Chieri 1926, così la racconta una rivista d’arte

“Più che pel suo patrimonio artistico e storico, è nota per lo scintillante freisa e per le sue ortaglie”.

di Bruno Bonino

 

Una rivista edita a Milano pubblicava circa un secolo un articolo, scritto da Carlo Merini, che parlava di Chieri, città ricca d’arte e di storia e che secondo lui era scarsamente conosciuta forse perché troppo vicina a Torino.

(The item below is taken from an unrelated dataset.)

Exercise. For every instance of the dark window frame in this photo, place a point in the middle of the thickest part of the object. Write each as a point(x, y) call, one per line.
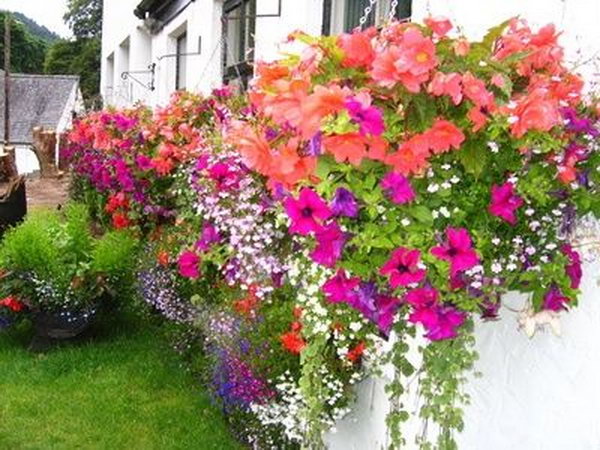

La rivista, edita da Sonzogno, si chiamava Varietas, si occupava di arte, viaggi e cultura, era riccamente illustrata e usciva con cadenza mensile. Il testo riguardante Chieri uscì nel gennaio 1926 ed è riportato nel seguito.

 

“Chieri, la medievale “città dalle cento torri”. Dimenticata dal forestiero, frettolosamente ricordata dalle guide, essa meriterebbe un più diffuso cenno. Ha origini remotissima: Plinio la menziona. Arsa nel 1155 dal Barbarossa, risorta tre anni dopo, vi sostò nel 1494 e nel 1495 Carlo VIII di Francia, alla partenza e al ritorno dall’impresa di Napoli; subì vicende complicate e tumultuose e divenne, nel 1785, principato a favore del duca d’Aosta, Vittorio Emanuele. Ricca d’arte, di storia e d’industrie, le nuoce forse la vicinanza di Torino. Rarissimi capitano i visitatori per le sue stradicciole vellutate d’erba o sostano sotto il suo splendido arco di trionfo eretto nel 1580 per onorare Emanuele Filiberto. Eppure ha templi importanti: un Duomo in perfetto stile gotico, anteriore al 1037, con sepolcri illustri, la più grande – osserva lo Stroffarello – fra le cattedrali del Piemonte; S. Domenico, con l’attiguo convento ove risiedé, dal 1427 al 1434, l’Ateneo Torinese; S. Filippo del Juvarra; S. Giorgio, sul poggio omonimo da cui si scorgono, nella cornice dei fitti vigneti, i superstiti castelli della Rocchetta e della Mina; S. Antonio; S. Bernardino… Ovunque, in codeste chiese, sono tele di sommi pittori e nelle vie, anche nelle case più meschine, non un muro dal quale non escano preziose vestigia architettoniche. Oggi, la città si sviluppa nelle industrie e nei commerci con più di trenta grandi stabilimenti e con la caratteristica fabbricazione “a domicilio” delle coperte, per cui un gigantesco telaio troneggia in molte abitazioni, occupandone spesso l’unica stanza dal pavimento al soffitto. Con tutto ciò essa conserva la sua vecchia fisionomia tra il campereccio e l’austero. Donne sulle porte, sedute davanti agli arcolai. Qua e là, angoli sepolti in un grigiore claustrale. Lunghi e alti muri rossicci in fondo ai quali scantona il saio di un domenicano o biancheggia l’alone di una suora. Siamo a dieci chilometri da Torino e par d’esserne lontanissimi. Chieri, più che pel suo patrimonio artistico e storico, è nota per lo scintillante freisa e per le sue ortaglie. Nominate Chieri e non vi diranno “la città dalle cento torri, patria dei Balbo e dei Benso, tomba del Cottolengo”, ma, semplicemente, “la città del cardo”, del quale, imbevuto in un succo bollente, i piemontesi sono ghiottissimi.”